# What is it



## tpe (Aug 13, 2007)

Anyone for another of those annoying what is it quiz type things, post em if you got em...


Here is one to start with





Is it too easy?


tim


----------



## fido dog (Aug 13, 2007)

It's obvious that you have a left handed bacon stretcher there!........TOO EASY!!:mrgreen:

What do I win!?!?!?


----------



## fido dog (Aug 13, 2007)

P.S............Did the can have beer or soda?


----------



## tpe (Aug 14, 2007)

Soda, whats that? Beer beer beer of course .

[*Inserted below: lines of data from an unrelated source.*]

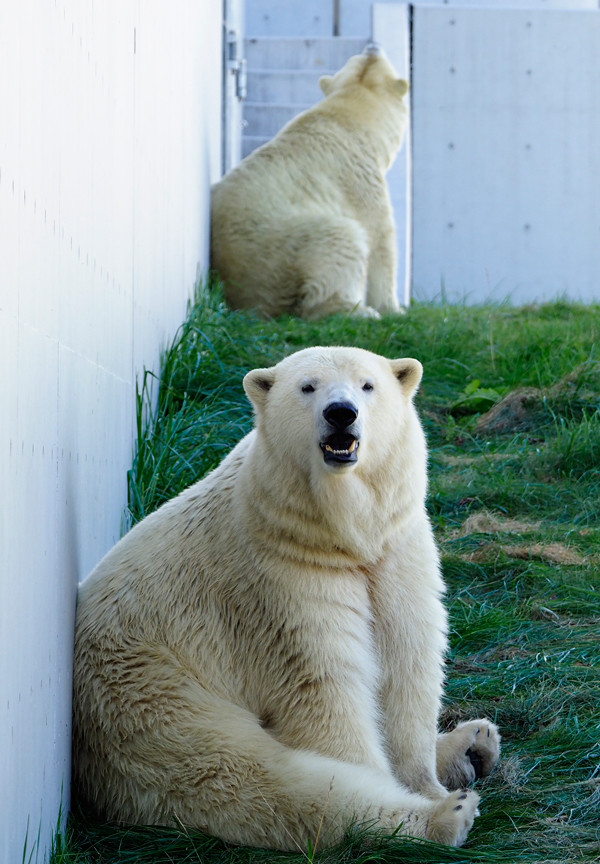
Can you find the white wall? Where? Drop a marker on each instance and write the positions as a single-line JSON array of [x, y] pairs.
[[110, 136]]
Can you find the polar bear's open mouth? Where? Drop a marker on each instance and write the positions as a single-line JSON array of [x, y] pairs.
[[340, 448]]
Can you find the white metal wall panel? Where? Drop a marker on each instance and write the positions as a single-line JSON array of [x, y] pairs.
[[506, 114], [110, 140]]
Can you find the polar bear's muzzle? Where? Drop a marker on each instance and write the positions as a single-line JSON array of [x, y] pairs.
[[340, 446]]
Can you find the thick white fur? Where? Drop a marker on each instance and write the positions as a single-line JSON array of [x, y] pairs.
[[304, 225], [262, 657]]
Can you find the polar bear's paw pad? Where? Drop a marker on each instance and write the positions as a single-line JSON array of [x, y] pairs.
[[452, 819]]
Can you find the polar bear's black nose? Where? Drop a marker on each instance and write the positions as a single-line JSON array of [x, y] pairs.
[[340, 415]]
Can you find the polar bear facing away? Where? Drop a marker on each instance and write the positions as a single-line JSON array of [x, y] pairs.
[[304, 224], [262, 657]]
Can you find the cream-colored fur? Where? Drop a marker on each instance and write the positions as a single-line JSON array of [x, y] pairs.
[[304, 225], [262, 657]]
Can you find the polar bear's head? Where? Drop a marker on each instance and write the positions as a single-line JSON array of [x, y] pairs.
[[335, 410], [371, 71]]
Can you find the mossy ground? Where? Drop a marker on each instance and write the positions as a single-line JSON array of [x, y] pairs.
[[515, 506]]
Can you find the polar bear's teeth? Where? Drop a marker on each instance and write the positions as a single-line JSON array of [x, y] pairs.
[[345, 452]]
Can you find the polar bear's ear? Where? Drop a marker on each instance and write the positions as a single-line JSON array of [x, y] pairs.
[[325, 83], [408, 372], [257, 384]]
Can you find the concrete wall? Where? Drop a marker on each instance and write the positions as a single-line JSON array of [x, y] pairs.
[[506, 162], [110, 138]]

Sorry cant offer more than a virtual ice cold round of the stuff as a prize, but next time its a hot day and you are sitting in the garden, it is on me . 

And of course the right to post another mystery?

tim


----------



## fido dog (Aug 14, 2007)

Is there anything beer Can't do.................:hail:


----------



## hawee99 (Aug 14, 2007)

Ah the cause of, and solution to, all of lifes problems


----------



## taytho (Sep 2, 2007)

hawee99 said:


> Ah the cause of, and solution to, all of lifes problems



in defense of beer..... not ALL of lifes problems are caused by it... the government can be blamed for a few as well.


----------